Na ocasião das eleições presidenciais de 1929, A Manhã apoiou a Aliança Liberal, a frente oligárquica de oposição a Júlio Prestes, candidato indicado pelo presidente Washington Luís. Batendo forte no governo e em seu candidato, o jornal teria sofrido pressões que, em grande parte, o levaram a reduzir o de doze para oito o número de páginas do jornal e, logo em seguida, após a edição de 17 de dezembro de 1929, a encerrar suas atividades. Nesta ocasião, Adolfo Porto, e não mais Agripino Nazareth, respondia pela direção.

Seis anos depois do fechamento de A Manhã, outro jornal com este mesmo nome veio a circular: fundado por Pedro Motta Lima em 26 de abril de 1935, o segundo A Manhã era do Partido Comunista Brasileiro (PCB, então denominado Partido Comunista do Brasil), apresentando-se como porta-voz da Aliança Nacional Libertadora (ANL). Durou somente até 27 de novembro de 1935 e nada tem a ver com o primeiro A Manhã, criado por Mário Rodrigues.

Nelson Werneck Sodré, em sua História da imprensa no Brasil (p. 428), afirmou que A Manhã teve duas fases. A primeira, aqui exposta, foi de 29 de dezembro de 1925 a 17 de dezembro de 1929. A segunda, mais de 10 anos depois da primeira, foi de 9 de agosto de 1941 a 7 de junho de 1953. De fato, em 1941, um terceiro jornal com o título A Manhã apareceu no cenário editorial brasileiro. Era, porém, uma folha governista dirigida por Cassiano Ricardo na época em que o governo de Vargas começava a se preocupar com a propaganda política. Esse novo jornal não lembrava em nada o oposicionista A Manhã, da década de 1920. Não há nada que ligue o jornal de 1941 ao de 1925.

Fontes:

- CASTRO, Ruy. O Anjo Pornográfico: a vida de Nelson Rodrigues. São Paulo: Companhia das Letras, 1992.
- DIDIER, Carlos. Orestes Barbosa: repórter, cronista e poeta.
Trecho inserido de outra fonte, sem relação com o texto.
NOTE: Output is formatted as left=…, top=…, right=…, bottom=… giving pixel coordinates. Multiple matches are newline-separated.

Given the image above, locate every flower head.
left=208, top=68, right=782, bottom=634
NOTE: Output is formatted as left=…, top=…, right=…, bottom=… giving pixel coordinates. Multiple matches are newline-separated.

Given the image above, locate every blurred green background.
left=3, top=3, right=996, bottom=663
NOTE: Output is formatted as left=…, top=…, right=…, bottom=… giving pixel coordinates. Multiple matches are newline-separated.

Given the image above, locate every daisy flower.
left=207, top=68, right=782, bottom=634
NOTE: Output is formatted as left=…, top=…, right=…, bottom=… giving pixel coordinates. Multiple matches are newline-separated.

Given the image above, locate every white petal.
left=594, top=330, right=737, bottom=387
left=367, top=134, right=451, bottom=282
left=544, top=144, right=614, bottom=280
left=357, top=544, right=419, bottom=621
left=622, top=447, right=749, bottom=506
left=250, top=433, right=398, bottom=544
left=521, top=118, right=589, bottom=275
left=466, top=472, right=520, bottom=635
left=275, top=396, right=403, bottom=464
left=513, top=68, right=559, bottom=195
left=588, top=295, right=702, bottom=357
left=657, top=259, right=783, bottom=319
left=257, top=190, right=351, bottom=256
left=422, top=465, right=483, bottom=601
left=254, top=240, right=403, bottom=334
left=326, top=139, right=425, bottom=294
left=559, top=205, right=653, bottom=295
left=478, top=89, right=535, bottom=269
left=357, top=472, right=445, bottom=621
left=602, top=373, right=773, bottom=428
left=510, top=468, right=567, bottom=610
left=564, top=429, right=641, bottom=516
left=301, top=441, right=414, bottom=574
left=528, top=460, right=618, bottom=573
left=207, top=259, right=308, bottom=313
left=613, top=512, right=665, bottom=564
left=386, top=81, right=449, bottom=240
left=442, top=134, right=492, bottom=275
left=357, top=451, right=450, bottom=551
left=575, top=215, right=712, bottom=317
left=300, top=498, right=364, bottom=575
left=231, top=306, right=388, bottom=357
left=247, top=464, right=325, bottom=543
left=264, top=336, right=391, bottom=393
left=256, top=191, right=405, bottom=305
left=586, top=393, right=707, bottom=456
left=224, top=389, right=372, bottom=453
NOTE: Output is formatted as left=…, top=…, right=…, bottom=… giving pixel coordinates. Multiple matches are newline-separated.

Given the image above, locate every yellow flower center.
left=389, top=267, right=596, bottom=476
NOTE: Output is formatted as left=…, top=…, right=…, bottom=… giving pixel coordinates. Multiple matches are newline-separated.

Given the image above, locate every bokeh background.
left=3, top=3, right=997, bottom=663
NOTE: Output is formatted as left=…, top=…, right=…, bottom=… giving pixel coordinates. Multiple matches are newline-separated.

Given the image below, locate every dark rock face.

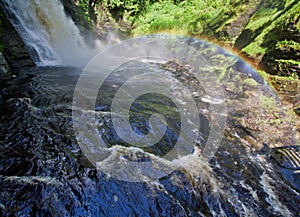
left=295, top=106, right=300, bottom=115
left=60, top=0, right=92, bottom=32
left=0, top=51, right=9, bottom=73
left=258, top=17, right=300, bottom=77
left=259, top=49, right=300, bottom=77
left=0, top=2, right=35, bottom=68
left=59, top=0, right=103, bottom=44
left=234, top=1, right=300, bottom=77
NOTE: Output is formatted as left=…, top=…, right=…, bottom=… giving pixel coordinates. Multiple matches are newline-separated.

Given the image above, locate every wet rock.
left=1, top=40, right=300, bottom=216
left=0, top=2, right=35, bottom=68
left=223, top=4, right=259, bottom=43
left=59, top=0, right=108, bottom=44
left=294, top=106, right=300, bottom=116
left=259, top=49, right=300, bottom=77
left=270, top=146, right=300, bottom=170
left=233, top=1, right=300, bottom=79
left=270, top=146, right=300, bottom=191
left=0, top=51, right=9, bottom=73
left=60, top=0, right=92, bottom=32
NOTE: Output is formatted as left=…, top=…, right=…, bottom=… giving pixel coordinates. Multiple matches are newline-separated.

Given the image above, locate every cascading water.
left=1, top=0, right=99, bottom=66
left=1, top=0, right=300, bottom=215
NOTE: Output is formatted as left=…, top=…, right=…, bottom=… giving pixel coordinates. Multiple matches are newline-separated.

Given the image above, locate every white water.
left=259, top=173, right=293, bottom=216
left=2, top=0, right=100, bottom=66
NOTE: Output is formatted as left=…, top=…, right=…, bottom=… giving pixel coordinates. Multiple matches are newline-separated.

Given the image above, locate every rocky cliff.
left=233, top=0, right=300, bottom=78
left=0, top=2, right=34, bottom=68
left=1, top=0, right=299, bottom=80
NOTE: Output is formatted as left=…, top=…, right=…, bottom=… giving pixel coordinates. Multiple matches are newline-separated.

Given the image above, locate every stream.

Rio de Janeiro: Agir, 2005.
- GASPARIAN, Helena. A Manhã. In: ABREU, Alzira Alves et al. (Coord.) Dicionário histórico-biográfico brasileiro pós-1930. Rio de Janeiro: Editora FGV; CPDOC, 2001. Vol. III.
- MOLINA, Matías M. Campeão da virulência. Observatório da Imprensa, 4 out. 2011. Disponível em: http://www.observatoriodaimprensa.com.br/news/view/_campeao_da_virulencia Acesso em: 13 mai. 2013.
- SODRÉ, Nelson Werneck. História da imprensa no Brasil. Rio de Janeiro: Civilização Brasileira, 1966.